Thursday Aug 19, 1830 to Thursday Apr 11, 1895
Germany
Julius Lothar Meyer (19 August 1830 – 11 April 1895) was a German chemist. He was one of the pioneers in developing the earliest versions of the periodic table of the chemical elements. Russian chemist Dmitri Mendeleev (his chief rival) and he had both worked with Robert Bunsen. Meyer never used his first given name, and was known throughout his life simply as Lothar Meyer.In 1858, Lothar received a Ph.D. in chemistry from the University of Breslau with a thesis on the effects of carbon monoxide on the blood. With this interest in the physiology of respiration, he had recognized that oxygen combines with the hemoglobin in blood.
Influenced by the mathematical teaching of Gustav Kirchhoff, Lothar took up the study of mathematical physics at the University of Königsberg under Franz Ernst Neumann and in 1859, after having received his habilitation (certification for university teaching), became Privatdozent in physics and chemistry at the University of Breslau.

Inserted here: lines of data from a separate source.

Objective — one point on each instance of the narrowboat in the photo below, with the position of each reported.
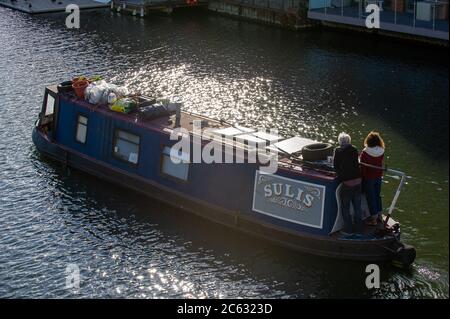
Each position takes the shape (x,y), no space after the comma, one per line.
(296,205)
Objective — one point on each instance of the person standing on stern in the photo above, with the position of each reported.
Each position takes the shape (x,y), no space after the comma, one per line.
(373,155)
(346,165)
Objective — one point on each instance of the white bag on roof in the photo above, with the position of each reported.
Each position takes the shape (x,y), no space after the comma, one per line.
(99,91)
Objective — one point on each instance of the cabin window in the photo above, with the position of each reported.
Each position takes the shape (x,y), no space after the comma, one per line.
(177,170)
(126,146)
(81,129)
(50,106)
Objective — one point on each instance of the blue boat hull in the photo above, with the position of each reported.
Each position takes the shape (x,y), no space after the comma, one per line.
(265,227)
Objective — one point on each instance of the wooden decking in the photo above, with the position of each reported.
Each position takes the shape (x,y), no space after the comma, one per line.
(44,6)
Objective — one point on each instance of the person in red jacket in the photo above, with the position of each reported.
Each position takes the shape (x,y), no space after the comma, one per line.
(373,154)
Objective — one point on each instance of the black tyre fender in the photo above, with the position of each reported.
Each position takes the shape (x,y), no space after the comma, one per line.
(317,152)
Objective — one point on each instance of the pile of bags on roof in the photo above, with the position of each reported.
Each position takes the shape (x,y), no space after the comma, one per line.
(97,91)
(101,92)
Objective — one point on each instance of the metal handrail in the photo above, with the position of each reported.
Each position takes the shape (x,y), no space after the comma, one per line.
(402,176)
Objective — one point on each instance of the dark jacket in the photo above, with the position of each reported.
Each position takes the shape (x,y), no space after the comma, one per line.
(346,163)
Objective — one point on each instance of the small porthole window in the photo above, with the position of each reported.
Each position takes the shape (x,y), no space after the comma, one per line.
(178,169)
(126,146)
(81,129)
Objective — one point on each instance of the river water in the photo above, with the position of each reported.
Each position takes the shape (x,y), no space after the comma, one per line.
(311,83)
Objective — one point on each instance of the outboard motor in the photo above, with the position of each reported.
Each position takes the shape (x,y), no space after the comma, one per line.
(404,256)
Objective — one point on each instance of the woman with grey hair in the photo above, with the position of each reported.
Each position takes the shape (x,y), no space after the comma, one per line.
(348,171)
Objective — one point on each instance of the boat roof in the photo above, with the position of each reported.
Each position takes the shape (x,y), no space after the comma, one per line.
(288,149)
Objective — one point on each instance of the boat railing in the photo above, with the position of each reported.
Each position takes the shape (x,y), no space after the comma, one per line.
(395,172)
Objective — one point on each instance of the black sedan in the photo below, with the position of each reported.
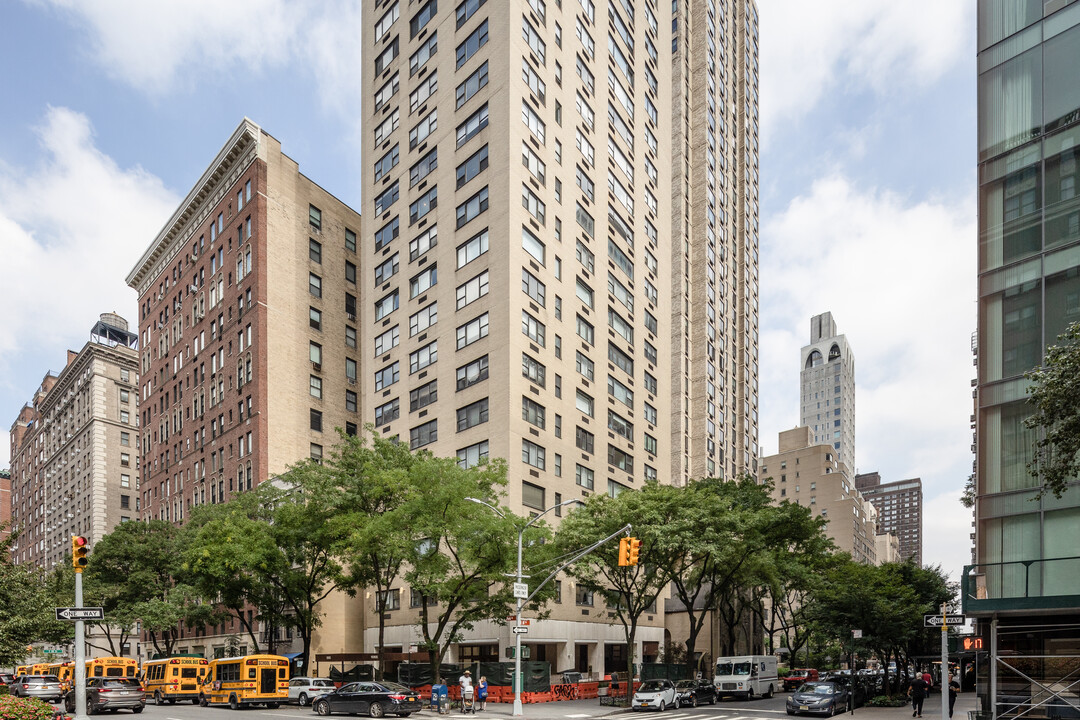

His book, Die modernen Theorien der Chemie, which he began writing in Breslau in 1862 and which was published two years later, contained an early version of the periodic table containing 28 elements, classified elements into six families by their valence—for the first time, elements had been grouped according to their valence. Works on organizing the elements by atomic weight, until then had been stymied by the widespread use of equivalent weights for the elements, rather than atomic weights.
In 1872, Meyer was the first to suggest that the six carbon atoms in the benzene ring (that had been proposed a few years earlier by August Kekulé) were interconnected by single bonds only, the fourth valence of each carbon atom being directed toward the interior of the ring.
During the Franco-Prussian War, the Polytechnic was used as a hospital and Meyer took an active role in the care of the wounded. In 1876, Meyer became Professor of Chemistry at the University of Tübingen.